“J.R. Ward’s # 1 New York Times bestselling Black Dagger Brotherhood continues as a royal bloodline is compromised by a grave threat to the throne.
Long live the King…
After turning his back on the throne for centuries, Wrath, son of Wrath, finally assumed his father’s mantle–with the help of his beloved mate. But the crown sets heavily on his head. As the war with the Lessening Society rages on, and the threat from the Band of Bastards truly hits home, he is forced to make choices that put everything–and everyone–at risk.
Beth Randall thought she knew what she was getting into when she mated the last pure blooded vampire on the planet: An easy ride was not it. But when she decides she wants a child, she’s unprepared for Wrath’s response–or the distance it creates between them.
The question is, will true love win out… or tortured legacy take over?”
– Taken from Goodreads (https://www.goodreads.com/book/show/17703290-the-king)
After a year-long wait, I finally managed to get my hands on The King. I have to admit I was not looking forward to reading more about the Lessening Society and the Band of Bastards (or whatever they’re called). I felt that the focus given to those groups detracted from the Brotherhood.
Therefore, it was a pleasant surprise to find out that there were few scenes involving the Band of Bastards (and those scenes were directly linked to the Brotherhood) and no scene starring the Lessening Society. This meant, of course, that much more attention was given to Wrath, the Blind King, and Beth. And boy, did they need and deserve that attention.
As the synopsis makes very clear, Beth wants to have a child. Wrath does not. Because both of them are headstrong, this becomes quite a big issue. I could understand both sides, though, at points, I thought Wrath was being a big drama queen (or king, such as it is). I’m not spoiling that plotline, rest assured. But it was really interesting to have the two standing their ground in regards to the delicate matter of having a child or not.
One thing I noticed was the absence of several of the older characters.

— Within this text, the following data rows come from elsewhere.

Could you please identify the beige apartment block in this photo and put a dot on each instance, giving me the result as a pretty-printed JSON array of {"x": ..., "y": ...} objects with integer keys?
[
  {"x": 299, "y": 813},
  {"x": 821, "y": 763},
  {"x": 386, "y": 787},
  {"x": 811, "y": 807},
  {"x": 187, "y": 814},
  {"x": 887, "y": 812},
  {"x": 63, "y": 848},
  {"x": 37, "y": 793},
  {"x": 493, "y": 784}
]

It seems that so many new characters have been introduced in the last few books that the members of the original Brotherhood and their mates don’t get as much attention as they deserve. Point in case? Butch didn’t make an appearance. Neither did Mary, Rhage’s mate. Tohr was also pretty absent here. I understand that introducing new characters allows Ward to write more books, but still, I missed seeing the older characters.
The ending of this book felt so final that I was afraid The King was the end of the series. After digging on Facebook, however, I learned that it is not the last we will read of the Black Dagger Brotherhood, though further details are still pending right now. There was a bit of a twist in the ending, but I thought it was predictable, given how the story was conducted.